Imagine a parallel universe where the Australian and New Zealand Prime Ministers conclude their annual meeting by announcing that they’d get together the next time there was a large enough issue to require their mutual high level attention. That might hardly rate a mention in the Australian press. But in New Zealand, where the trans-Tasman relationship is sometimes approached with excessively high public expectations, the Prime Minister of the day might be accused of sacrificing the most important international meeting of the year!

After the weekend meeting between Julia Gillard and John Key in Queenstown, I think that controversy could be worth risking. First of all, we don’t currently have a serious regional crisis erupting where the two countries have to make concerted decisions about the possibility of intervening together. Indeed as the Timor Leste and Solomon Islands missions wind down, the reverse is occurring: New Zealand and Australia are both getting personnel out. When a new crisis in our rather large neighbourhood erupts, the two leaders should meet as a matter of urgency. But this would be a summit of mutual necessity not of ritual obligation.

Second, without that sense of urgency, what can be delivered from these now routine summits becomes hostage to the lowest common denominator of domestic political constraints. A case in point is the Australian government’s policy towards the more than half million New Zealanders who now live on the hotter side of the Tasman. It’s a matter of public outcry here that the full generosity of the Australian welfare system isn’t available to the many who have arrived there since 2001. But any rational New Zealander would know that it’s not in the political interests of any government in Canberra to make that concession, especially in an election year and with the federal budget struggling. Yet that does not stop Kiwis from harping on as if our expatriates had been shipped over to Australia against their will and were forced onto dry rations upon their arrival. In fact from a New Zealand government’s perspective, it may not make a lot of sense to demand equal treatment for Kiwis in Australia if that step would only increase the incentives for further migration. But that’s the sort of demand that Mr Key’s electorate expect him to make each time he sees his Australian counterpart. That sounds to me like a recipe for disappointment.
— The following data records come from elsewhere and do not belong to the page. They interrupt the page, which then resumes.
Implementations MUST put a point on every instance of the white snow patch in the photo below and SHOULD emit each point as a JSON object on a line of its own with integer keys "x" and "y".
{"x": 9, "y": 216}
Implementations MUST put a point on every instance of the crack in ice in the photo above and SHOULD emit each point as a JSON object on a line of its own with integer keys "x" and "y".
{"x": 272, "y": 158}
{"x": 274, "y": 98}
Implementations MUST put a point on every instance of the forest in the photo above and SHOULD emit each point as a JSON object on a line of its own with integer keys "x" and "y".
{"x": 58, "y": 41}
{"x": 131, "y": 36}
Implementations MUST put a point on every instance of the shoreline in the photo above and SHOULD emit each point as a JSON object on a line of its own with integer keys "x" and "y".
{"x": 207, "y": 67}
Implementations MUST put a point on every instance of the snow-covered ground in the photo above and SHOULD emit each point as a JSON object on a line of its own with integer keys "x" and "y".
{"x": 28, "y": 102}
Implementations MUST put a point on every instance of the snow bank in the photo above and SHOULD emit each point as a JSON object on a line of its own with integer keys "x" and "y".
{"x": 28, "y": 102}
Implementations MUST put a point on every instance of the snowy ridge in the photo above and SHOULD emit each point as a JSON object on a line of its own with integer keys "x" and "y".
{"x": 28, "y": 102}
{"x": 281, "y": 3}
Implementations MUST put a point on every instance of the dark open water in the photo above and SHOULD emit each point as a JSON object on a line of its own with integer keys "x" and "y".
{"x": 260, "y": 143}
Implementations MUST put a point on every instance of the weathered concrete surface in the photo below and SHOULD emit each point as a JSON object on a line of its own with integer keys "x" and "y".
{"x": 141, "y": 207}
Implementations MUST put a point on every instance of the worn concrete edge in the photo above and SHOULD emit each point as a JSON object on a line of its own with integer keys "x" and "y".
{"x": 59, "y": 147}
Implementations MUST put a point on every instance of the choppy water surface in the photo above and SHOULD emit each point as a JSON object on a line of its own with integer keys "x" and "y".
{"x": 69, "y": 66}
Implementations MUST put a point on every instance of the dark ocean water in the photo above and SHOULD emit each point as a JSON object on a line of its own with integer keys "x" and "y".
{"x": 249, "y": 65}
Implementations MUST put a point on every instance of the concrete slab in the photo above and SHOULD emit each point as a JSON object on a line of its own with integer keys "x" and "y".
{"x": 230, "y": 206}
Third, summits still require deliverables, and in an unequal partnership (which is what the trans-Tasman relationship is in many ways) there’s a good chance one of the parties gives up rather more than the other. That at least is the perception here of John Key’s offer to include 150 asylum seekers from Australia’s controversial detention program in New Zealand’s annual refugee quota of 750 people. From the perspective of the trans-Tasman relationship, this could play well for Wellington in the short-term, helping Ms Gillard in a fix, just as Helen Clark’s government helped John Howard out by accepting some of the asylum seekers from the Tampa. But in playing up the remote possibility that New Zealand might one day find a similar boat load of people off its coastline, Mr Key also risks importing some of the Australian populist lunacy on the same subject, which has skewed the national security debate there in an unhealthy and silly way. By all means New Zealand should come to Australia’s help on important matters of security concern. But as a figment of political imagination, this isn’t one of them.

Nothing that came—or did not come—from the Queenstown meeting can change the fact that for New Zealand, the Australian relationship is number one. The reverse, as John Key himself has noted, doesn’t apply—Australia has much bigger fish to fry and doesn’t rely nearly as much on New Zealand. But what will keep the Australia–New Zealand partnership dynamic is not the frequency with which the two leaders have a meeting organised just for them. It’s whether this trans-Tasman summitry is a response to something important enough to demand urgent cooperation at the highest political level. So let’s save these meetings for when they really matter.

Robert Ayson is director of the Centre for Strategic Studies at Victoria University of Wellington.